By Isabella Zellerbach
When I went to my first Phage Hunting class, I was over the moon. We were following a lab manual that made sense, doing science-y things, and I got to use all sorts of equipment that made me feel like a real live researcher. And I was good at it! I got my enrichment culture to work, had two distinct phages that were really different, and even managed to isolate my phages in just a few streaks. And then disaster struck.
A new phage decided to pop up on my plates and I had to re-streak. And re-streak. And re-streak. And I was streaking until the end of September. I finally got my phage isolated and moved on to my MTL and things seemed like they were taking a turn for the better. I calculated the titer, got all my ducks in a row, and did the calculations for the six web plates to create the HTL. Then that mysterious, unknown contamination hit the lab.
Even though I had six beautiful webbed plates underneath all that contamination, there was no way I was going to be able to flood the plates and create an HTL. So I re-did the six plates and waited to see if the contamination was gone.

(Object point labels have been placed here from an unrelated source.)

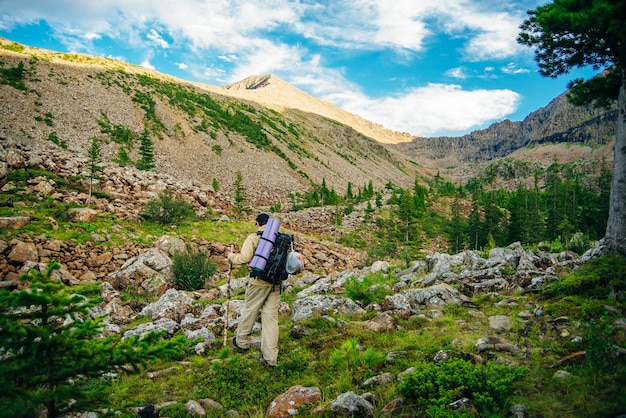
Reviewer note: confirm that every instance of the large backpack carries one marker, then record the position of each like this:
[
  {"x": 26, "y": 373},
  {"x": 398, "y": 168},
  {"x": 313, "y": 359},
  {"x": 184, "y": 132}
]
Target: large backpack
[{"x": 275, "y": 271}]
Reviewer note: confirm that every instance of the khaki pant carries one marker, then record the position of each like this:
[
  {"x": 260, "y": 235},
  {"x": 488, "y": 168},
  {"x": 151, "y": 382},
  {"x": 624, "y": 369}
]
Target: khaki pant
[{"x": 261, "y": 296}]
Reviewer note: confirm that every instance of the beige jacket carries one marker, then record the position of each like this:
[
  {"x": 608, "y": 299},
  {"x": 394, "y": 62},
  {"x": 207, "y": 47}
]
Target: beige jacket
[{"x": 247, "y": 249}]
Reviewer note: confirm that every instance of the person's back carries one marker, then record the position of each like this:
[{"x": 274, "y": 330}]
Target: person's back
[{"x": 261, "y": 296}]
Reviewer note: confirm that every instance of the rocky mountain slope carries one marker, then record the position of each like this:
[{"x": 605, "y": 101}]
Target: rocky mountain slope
[
  {"x": 198, "y": 134},
  {"x": 274, "y": 93},
  {"x": 558, "y": 123}
]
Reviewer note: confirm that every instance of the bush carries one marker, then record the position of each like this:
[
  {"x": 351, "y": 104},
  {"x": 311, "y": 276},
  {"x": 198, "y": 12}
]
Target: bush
[
  {"x": 191, "y": 269},
  {"x": 579, "y": 243},
  {"x": 368, "y": 289},
  {"x": 437, "y": 385},
  {"x": 600, "y": 278},
  {"x": 167, "y": 210}
]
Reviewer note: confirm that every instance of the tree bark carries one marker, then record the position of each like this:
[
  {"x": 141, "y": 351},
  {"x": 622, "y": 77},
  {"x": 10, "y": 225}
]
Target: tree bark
[{"x": 615, "y": 237}]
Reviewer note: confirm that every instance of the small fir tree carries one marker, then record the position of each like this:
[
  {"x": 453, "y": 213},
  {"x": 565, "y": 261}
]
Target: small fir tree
[
  {"x": 94, "y": 159},
  {"x": 146, "y": 150},
  {"x": 240, "y": 193},
  {"x": 50, "y": 345}
]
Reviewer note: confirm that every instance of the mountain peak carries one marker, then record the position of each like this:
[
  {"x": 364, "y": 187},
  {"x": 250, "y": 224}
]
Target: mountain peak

Luckily, it was! And so my HTL was born.
After that, I had a fairly smooth ride. My EM came out nicely, my DNA prep was a solid number, and my QC gel was bright and vibrant! It just took me until the very last day of class to get there, but I made it in the end. The entire process definitely made me re-evaluate my patience level and I’d like to think I came out of the experience way more patient than I went going in.